The Greatest Spam Comment Ever

Now, this is a small, humble, Mom-and-Pop style blogging establishment, and like the Pie Hole, we chit-chat here, in the form of the comments. (While you’re here, leave a comment and I’ll respond to it…or anonymously ask me a question, and I’ll answer it – best questions from the next month get to go into a post, or possibly an episode of The Random Report!) But in spite of the status of small, and humble, and Mom-and-Pop, I get a bunch of spam comments (668 have been caught so far, according to my Akismet Stats). Most of the time it’s either kind of dumb of a Groupon thing that I don’t want to post, but this one – this one takes the cake.

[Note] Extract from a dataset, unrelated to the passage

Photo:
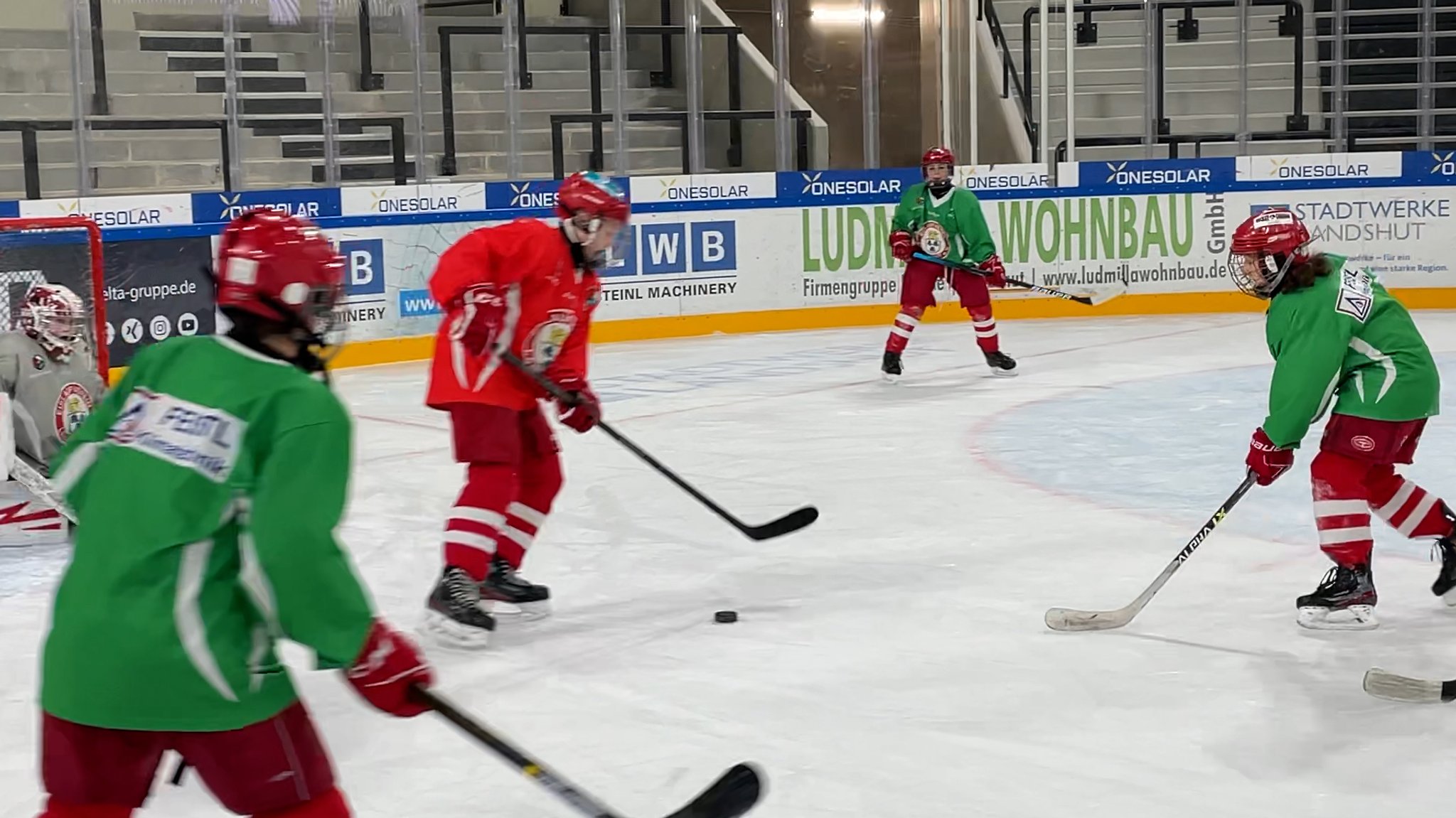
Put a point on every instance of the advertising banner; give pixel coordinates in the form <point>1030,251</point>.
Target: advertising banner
<point>1403,235</point>
<point>156,289</point>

And since I didn’t want it in my spam inbox anymore, I decided to post it. I’ve blacked out the e-mail and the IP address (so you don’t spam the spammer), but nothing else has been changed, leaving it in all its nonsensical glory:

First of all, the dude’s username is “sex.” That screams “spammer” right there. What comes after is pretty damn ridiculous – “I give birth to be familiar with a few of the articles on your website trendy, and I really like your tastefulness of blogging”? Only part of the last clause makes sense. Giving birth will not make you familiar with my love of sandwiches and info about string. “I added it to my favorites web stage list” – okay, maybe that’s what they call it in Poland – “and disposition be checking promote soon” – that just sounds like a jumble of words that the dude got when putting the original Polish into Babelfish or Google Translate. “Please contain into public notice my position as approvingly” – ditto. “…Vindicate me know what you think,” actually makes some degree of sense, if you put a semi-colon in between those two clauses. “Thanks.” You’re welcome, spammer.